Firstly - yes, you need to ultra anal about the 75 mm post clearance and all other anti - termite measures. Why, well, they are termites, and the slack builders cause most of the issues with termite infestations. Having the deck eaten is one thing, but providing a bridge into your house is another thing all together, and thats what is most important. The deck and subfloor is pretty tough chewin' for the termites but your house ??? Secondly, its the law, enough said. 
On the roof extendas - tin or tile makes no real difference. Sure the tiled roof is way easier to access but you still have to do ultra neat, time consuming work cutting the tiles so the pissy little flashing that comes in the kit will fit. Otherwise you have to go and spend another $ 45 per post and get a proper lead collar / neoprene flashing to effectively flash over the complete tile. The flashing that comes in the kit is perfect for a tin roof and only just useable on a tiled roof. Pulling a sheet of tin up is no big deal and you know that the tin wont crack or break. To do it properly the tin should be removed so you can drill through the rafter aswell as the top plate, and for that you need room.

----------


## jkirky

Bloss, you really do need to lift the sheets with roof extend as to do it properly you should be side bolting to the rafters... as I said, it's not that bad but it is a pain- annoying Job, particularly when handling tin in the warmer months... 
Ringtail, I believe you mis interpreted my post, I was rather saying no need to be too anal about the 75mm clearance as a requirement for the certifier... Ie, Private certifying is a somewhat "loose" practise. Well at least from my experience and observations. This is mainly due to the building proff. Board having very minimal powers. To my knowledge only 1 certifier has had their licence revoked since the instigation of the Board. It is simply not a black and white process (even though it probably should be)

----------


## Bloss

> Bloss, you really do need to lift the sheets with roof extend as to do it properly you should be side bolting to the rafters... )

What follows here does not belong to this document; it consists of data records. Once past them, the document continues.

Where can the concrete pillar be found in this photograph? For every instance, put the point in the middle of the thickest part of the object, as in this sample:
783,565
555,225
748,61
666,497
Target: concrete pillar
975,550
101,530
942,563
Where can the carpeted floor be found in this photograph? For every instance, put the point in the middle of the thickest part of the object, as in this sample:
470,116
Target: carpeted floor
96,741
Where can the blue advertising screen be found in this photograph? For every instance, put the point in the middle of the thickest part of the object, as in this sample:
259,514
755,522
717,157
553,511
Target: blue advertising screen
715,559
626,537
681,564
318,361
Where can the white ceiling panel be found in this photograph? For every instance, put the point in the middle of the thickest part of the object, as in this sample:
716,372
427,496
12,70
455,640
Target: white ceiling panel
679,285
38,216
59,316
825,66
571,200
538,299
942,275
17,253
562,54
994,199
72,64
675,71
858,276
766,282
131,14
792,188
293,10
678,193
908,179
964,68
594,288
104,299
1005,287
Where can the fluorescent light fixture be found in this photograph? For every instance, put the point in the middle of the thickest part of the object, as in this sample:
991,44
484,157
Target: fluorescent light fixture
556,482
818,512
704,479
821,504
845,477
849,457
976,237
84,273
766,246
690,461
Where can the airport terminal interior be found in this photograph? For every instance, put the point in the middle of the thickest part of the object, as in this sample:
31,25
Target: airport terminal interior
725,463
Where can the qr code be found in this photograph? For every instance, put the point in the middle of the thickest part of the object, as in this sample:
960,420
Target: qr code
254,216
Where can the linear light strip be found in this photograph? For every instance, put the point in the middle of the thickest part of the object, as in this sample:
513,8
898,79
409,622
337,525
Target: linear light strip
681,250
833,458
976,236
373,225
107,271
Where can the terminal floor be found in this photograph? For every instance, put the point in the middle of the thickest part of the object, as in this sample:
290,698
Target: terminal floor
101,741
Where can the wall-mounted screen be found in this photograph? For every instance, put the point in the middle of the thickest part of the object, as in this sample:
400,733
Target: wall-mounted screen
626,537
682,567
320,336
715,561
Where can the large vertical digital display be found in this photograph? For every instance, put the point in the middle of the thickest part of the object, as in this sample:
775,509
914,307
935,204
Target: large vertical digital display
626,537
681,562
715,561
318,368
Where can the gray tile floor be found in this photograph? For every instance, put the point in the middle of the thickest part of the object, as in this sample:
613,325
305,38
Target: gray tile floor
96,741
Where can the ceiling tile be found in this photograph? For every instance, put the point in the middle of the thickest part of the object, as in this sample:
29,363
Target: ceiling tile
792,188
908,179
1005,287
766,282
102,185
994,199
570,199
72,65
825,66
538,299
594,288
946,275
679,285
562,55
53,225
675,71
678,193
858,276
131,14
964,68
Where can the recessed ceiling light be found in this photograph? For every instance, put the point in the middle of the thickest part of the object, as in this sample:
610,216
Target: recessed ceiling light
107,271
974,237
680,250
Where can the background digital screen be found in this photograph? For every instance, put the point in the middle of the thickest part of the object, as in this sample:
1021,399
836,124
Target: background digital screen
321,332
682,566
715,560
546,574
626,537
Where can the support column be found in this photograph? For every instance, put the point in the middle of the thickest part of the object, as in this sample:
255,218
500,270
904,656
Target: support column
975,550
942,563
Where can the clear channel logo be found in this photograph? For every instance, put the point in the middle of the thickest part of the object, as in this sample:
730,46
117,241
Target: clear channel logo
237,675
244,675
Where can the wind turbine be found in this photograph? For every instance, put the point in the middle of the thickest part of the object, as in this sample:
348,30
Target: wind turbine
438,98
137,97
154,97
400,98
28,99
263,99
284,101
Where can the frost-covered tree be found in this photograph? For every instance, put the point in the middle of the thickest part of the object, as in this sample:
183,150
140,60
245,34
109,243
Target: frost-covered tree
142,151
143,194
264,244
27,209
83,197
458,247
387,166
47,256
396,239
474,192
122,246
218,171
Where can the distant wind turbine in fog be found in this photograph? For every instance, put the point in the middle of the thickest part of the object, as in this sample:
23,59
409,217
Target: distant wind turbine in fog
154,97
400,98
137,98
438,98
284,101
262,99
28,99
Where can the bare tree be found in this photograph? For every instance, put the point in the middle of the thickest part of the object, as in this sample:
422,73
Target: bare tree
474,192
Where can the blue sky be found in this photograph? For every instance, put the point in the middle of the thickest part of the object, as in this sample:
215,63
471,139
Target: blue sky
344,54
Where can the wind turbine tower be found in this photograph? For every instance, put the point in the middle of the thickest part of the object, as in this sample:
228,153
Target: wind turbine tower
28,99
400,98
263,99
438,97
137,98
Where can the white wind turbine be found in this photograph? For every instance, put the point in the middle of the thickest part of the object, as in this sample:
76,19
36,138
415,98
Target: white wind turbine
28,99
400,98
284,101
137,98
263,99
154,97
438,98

  Well no actually - been there done that many many times and bolted to rafters as per instructions - without lifting a  sheet. As I said - sometimes you can sometimes you can't. As I also said this looks like it will be able to be done in conjunction with replacing the roof with metal or through existing tiles - in which case lifting the metal roofing is not a concern. 
Most on these forums are DIYers albeit often very competent - removing roofing is IMO not a simple task and has a range of issues (and dangers) that are not always apparent to a novice or less experienced person. 
In any case I offer options not prescriptions - there are usually many ways to do a job and each has it pros and cons - I reckon forum users can read the posts and decide which one they prefer and which suits their own skill and abilities for the job they are looking at doing.

----------


## ringtail

Slack certifiers dont change the BCA. Whether they choose to ignore it or not is niether here nor there. The bottom line is the deck has to comply and if it doesnt the client has every right to make the builder comply. And you are right, it should be black or white, well it is, just some certifiers and builders think its a bit grey as aswell.

----------


## stevoh741

[quote=Bloss;828093]Well no actually - been there done that many many times and bolted to rafters as per instructions - without lifting a sheet.quote] 
Not to diss you or anything Bloss but can you tell me how when the hole is only big enough for the bracket I would have trouble getting my hand in the hole let alone a drill with room for leverage to fix it. The only way I can think of is to climb inside the roof but with qld summers and redbacks :Eek:  I'd rather pull a sheet...

----------


## Bloss

[quote=stevoh741;828213][quote=Bloss;828093]Well no actually - been there done that many many times and bolted to rafters as per instructions - without lifting a sheet.  

> Not to diss you or anything Bloss but can you tell me how when the hole is only big enough for the bracket I would have trouble getting my hand in the hole let alone a drill with room for leverage to fix it. The only way I can think of is to climb inside the roof but with qld summers and redbacks I'd rather pull a sheet...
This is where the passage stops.